UM SUCESSOR PARA OS BUDDENBROOK

Anna Luiza Cardoso

Uma das mais importantes autoras entre os grandes clássicos modernos alemães é Gabriele Tergit, famosa jornalista e escritora no período da República de Weimar. Em 1933, perseguida pelos nazistas por seu trabalho jornalístico crítico ao partido, emigrou para a Palestina. Em 1938, mudou-se para Londres, onde se estabeleceu. Seu trabalho foi amplamente conhecido e reconhecido à época, mas como grande parte da produção literária alemã do período entre e pós guerras, caiu no ostracismo, sendo recentemente resgatado pela Schöffling_ que, diga-se, junto às editoras Aufbau e Kiwi, faz um excelente trabalho de arqueologia editorial na Alemanha.

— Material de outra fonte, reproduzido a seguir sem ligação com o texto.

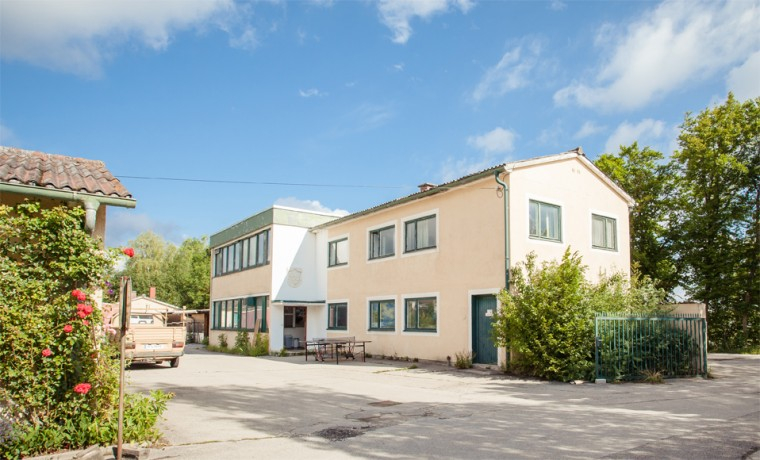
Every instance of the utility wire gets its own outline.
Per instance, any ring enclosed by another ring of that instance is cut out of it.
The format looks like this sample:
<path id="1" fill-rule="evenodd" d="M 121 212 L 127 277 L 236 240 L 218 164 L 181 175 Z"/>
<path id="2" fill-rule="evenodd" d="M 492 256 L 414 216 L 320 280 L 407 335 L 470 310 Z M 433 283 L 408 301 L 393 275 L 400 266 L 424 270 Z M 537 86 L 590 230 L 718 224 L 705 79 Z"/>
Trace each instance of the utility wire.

O principal romance de sua obra é EFFINGERS, originalmente publicado em 1951 e considerado pela Buchmarkt a mais importante saga familiar da literatura alemã desde Os Buddenbrook, de Thomas Mann. Schöffling relançou-o no ano passado e recebeu elogios avassaladores da crítica. As vendas também são excelentes, bateram a casa dos 30 mil exemplares em menos de um ano e o livro ficou semanas na lista de mais vendidos do Spiegel. Considerando tratar-se de um catatau de 900 páginas, digno dos grandes clássicos alemães, podemos dizer se tratar de verdadeiro fenômeno. A New York Review of Books, editora em língua inglesa de outro interessante romance da autora, KÄSEBIER TAKES BERLIN, originalmente publicado em 1932 e relançado pela Schöffling em 2017, acaba de confirmar que publicará EFFINGERS. Na Holanda o romance também saiu com imenso sucesso pela Van Maaskant Haun.

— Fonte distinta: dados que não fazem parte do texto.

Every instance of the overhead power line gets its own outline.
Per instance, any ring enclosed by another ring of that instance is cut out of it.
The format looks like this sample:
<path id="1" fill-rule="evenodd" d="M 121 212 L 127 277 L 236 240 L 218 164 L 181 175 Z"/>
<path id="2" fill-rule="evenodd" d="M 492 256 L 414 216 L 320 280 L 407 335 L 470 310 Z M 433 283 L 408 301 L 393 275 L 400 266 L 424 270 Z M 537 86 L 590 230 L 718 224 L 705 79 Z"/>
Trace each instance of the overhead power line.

EFFINGERS narra a história de uma família judia ao longo de quatro gerações. Começa numa cidadezinha ao sul da Alemanha, em 1878, ainda no governo Bismarck, passa pela Berlim cosmopolita dos anos 20 e pela tragédia das duas guerras mundiais e termina em 1948. O olhar atento de Tergit aos costumes da época, sua perspicácia na construção das personagens e o humor cortante implícito aos seus diálogos fazem de sua voz narrativa uma das mais potentes e primorosas dentre as clássicas do período. Suas descrições das redações de jornal da época são especialmente saborosas_ ela trabalhou durante anos na seção cultural da Berliner Tageblat e essa experiência lhe deu as ferramentas e circunstâncias perfeitas ao desenvolvimento desse olhar perspicaz que envolve toda a sua obra.

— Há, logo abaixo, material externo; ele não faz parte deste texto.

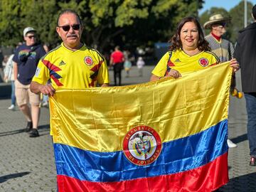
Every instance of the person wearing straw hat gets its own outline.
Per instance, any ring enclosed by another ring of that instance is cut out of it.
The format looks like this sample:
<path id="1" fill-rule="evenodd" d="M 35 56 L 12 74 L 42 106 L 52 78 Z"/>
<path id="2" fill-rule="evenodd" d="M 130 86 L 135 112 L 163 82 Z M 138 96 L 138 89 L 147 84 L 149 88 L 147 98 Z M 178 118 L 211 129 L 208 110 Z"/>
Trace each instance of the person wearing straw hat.
<path id="1" fill-rule="evenodd" d="M 211 52 L 218 57 L 220 63 L 235 60 L 233 58 L 235 51 L 233 45 L 230 41 L 222 38 L 222 36 L 226 32 L 226 23 L 230 21 L 230 17 L 223 17 L 221 14 L 215 14 L 210 16 L 209 21 L 203 24 L 204 28 L 210 29 L 210 34 L 206 36 L 205 39 L 209 43 Z M 231 82 L 231 92 L 232 90 L 235 88 L 235 85 L 234 73 Z M 237 146 L 230 139 L 228 139 L 227 142 L 230 148 Z"/>

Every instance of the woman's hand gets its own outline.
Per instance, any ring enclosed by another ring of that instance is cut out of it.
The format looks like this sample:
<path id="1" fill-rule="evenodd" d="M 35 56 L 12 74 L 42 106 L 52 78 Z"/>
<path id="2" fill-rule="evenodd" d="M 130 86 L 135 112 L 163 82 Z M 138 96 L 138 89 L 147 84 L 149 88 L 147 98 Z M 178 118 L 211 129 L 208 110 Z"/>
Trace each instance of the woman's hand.
<path id="1" fill-rule="evenodd" d="M 178 78 L 181 78 L 181 75 L 178 70 L 171 69 L 170 71 L 167 73 L 166 77 L 173 77 L 175 79 L 177 79 Z"/>
<path id="2" fill-rule="evenodd" d="M 233 68 L 233 72 L 237 72 L 240 69 L 239 63 L 235 58 L 230 60 L 230 67 Z"/>

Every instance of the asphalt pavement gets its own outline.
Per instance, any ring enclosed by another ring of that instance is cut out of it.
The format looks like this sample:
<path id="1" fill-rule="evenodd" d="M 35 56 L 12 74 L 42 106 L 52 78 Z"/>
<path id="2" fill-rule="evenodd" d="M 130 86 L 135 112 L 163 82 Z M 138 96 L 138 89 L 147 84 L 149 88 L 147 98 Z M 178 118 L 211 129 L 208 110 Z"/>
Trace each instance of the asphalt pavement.
<path id="1" fill-rule="evenodd" d="M 129 78 L 122 73 L 122 84 L 149 81 L 153 66 L 144 68 L 139 77 L 135 66 Z M 112 71 L 110 71 L 112 80 Z M 240 73 L 237 74 L 240 89 Z M 4 92 L 0 86 L 0 92 Z M 21 112 L 7 110 L 10 99 L 0 99 L 0 191 L 56 191 L 56 171 L 51 137 L 49 135 L 49 112 L 41 108 L 39 137 L 30 138 L 23 132 L 26 125 Z M 250 155 L 246 130 L 247 114 L 244 98 L 230 97 L 229 138 L 238 144 L 228 154 L 230 182 L 220 191 L 256 191 L 256 167 L 249 166 Z"/>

EFFINGERS é a consolidação dessa voz, obra prima da autora e seu maior legado em termos da reconstrução do imaginário de um universo cuja compreensão se mostra cada dia mais necessária. Verdadeiro retrato de uma sociedade com um futuro brilhante que se auto destrói por questões tão mesquinhas e absurdamente atuais. E uma aula de sensibilidade poética e empatia profunda. Por ora, não há previsão de publicação no Brasil, mas estamos nos esforçando para preencher essa lacuna o mais rapidamente.